Hypothetical model for protective and non-protective immunity upon HCV reinfection. Individuals who spontaneously clear primary HCV infection develop long-lived virus-specific memory CD4 and CD8 T cells. Such memory T cell populations are maintained by the action of homeostatic cytokines like IL-7, IL-15, and IL-21. Upon HCV reinfection, some individuals will be protected against viral persistence while others will be unprotected. (A) The protected individuals will be able to spontaneously clear the second infection with a shorter period of viremia and reduced peak viremia.
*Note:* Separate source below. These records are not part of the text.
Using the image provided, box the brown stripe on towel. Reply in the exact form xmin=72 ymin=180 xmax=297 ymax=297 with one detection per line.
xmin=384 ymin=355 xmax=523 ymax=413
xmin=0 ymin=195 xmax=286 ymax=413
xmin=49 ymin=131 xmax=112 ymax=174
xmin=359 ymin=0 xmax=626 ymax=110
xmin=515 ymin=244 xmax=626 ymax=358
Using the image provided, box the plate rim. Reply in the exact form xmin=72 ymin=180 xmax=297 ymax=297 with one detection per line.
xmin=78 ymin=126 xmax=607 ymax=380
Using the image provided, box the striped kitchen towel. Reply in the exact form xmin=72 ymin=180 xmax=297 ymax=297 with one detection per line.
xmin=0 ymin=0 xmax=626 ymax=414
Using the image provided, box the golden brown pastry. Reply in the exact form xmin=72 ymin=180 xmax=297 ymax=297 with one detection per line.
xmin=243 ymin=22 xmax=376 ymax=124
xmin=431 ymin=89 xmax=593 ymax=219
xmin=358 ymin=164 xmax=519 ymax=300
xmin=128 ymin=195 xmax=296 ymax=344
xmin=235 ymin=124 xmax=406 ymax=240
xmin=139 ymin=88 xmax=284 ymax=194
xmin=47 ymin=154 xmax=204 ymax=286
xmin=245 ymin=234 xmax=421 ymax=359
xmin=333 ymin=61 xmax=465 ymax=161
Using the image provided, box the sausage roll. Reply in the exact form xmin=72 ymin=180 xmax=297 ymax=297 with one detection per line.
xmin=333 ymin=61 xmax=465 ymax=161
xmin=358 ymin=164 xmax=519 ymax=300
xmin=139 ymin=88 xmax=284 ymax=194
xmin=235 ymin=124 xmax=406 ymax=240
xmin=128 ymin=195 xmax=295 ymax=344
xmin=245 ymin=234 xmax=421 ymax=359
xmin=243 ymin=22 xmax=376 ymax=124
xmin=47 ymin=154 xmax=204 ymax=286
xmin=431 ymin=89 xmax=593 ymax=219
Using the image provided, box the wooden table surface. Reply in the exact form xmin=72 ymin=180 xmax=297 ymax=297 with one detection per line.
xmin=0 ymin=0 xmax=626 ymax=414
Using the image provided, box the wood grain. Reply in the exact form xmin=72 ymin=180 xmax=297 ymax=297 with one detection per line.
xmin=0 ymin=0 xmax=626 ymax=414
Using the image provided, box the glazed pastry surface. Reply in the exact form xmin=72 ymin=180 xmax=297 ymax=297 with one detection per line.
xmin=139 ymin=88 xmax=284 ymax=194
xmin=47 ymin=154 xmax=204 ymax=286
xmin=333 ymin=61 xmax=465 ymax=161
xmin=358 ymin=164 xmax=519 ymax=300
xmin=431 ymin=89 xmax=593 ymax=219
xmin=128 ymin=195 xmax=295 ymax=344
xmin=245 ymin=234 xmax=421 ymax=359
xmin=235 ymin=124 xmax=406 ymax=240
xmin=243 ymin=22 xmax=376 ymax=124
Viral clearance will be accompanied by an accelerated memory T cell recall response detectable in both liver and blood. The exact characteristics of a protective response are yet to be defined in terms of breadth and quality. (B) In unprotected individuals, reinfection will be associated with a weak or late recall response and incomplete T cell-mediated control of viremia. The underlying causes of failure to resolve the reinfection despite the ability to spontaneously resolve a prior infection maybe low levels of homeostatic cytokines affecting the maintenance of memory T populations, reduced breadth, or quality of the recall response upon reinfection and increased frequency of Tregs leading to dampening of the immune response, viral persistence, and rapid exhaustion of HCV-specific T cells. Neutralizing antibodies, host genetics, and homology between the infecting viral sequences at different episodes may play a role in protection upon reinfection.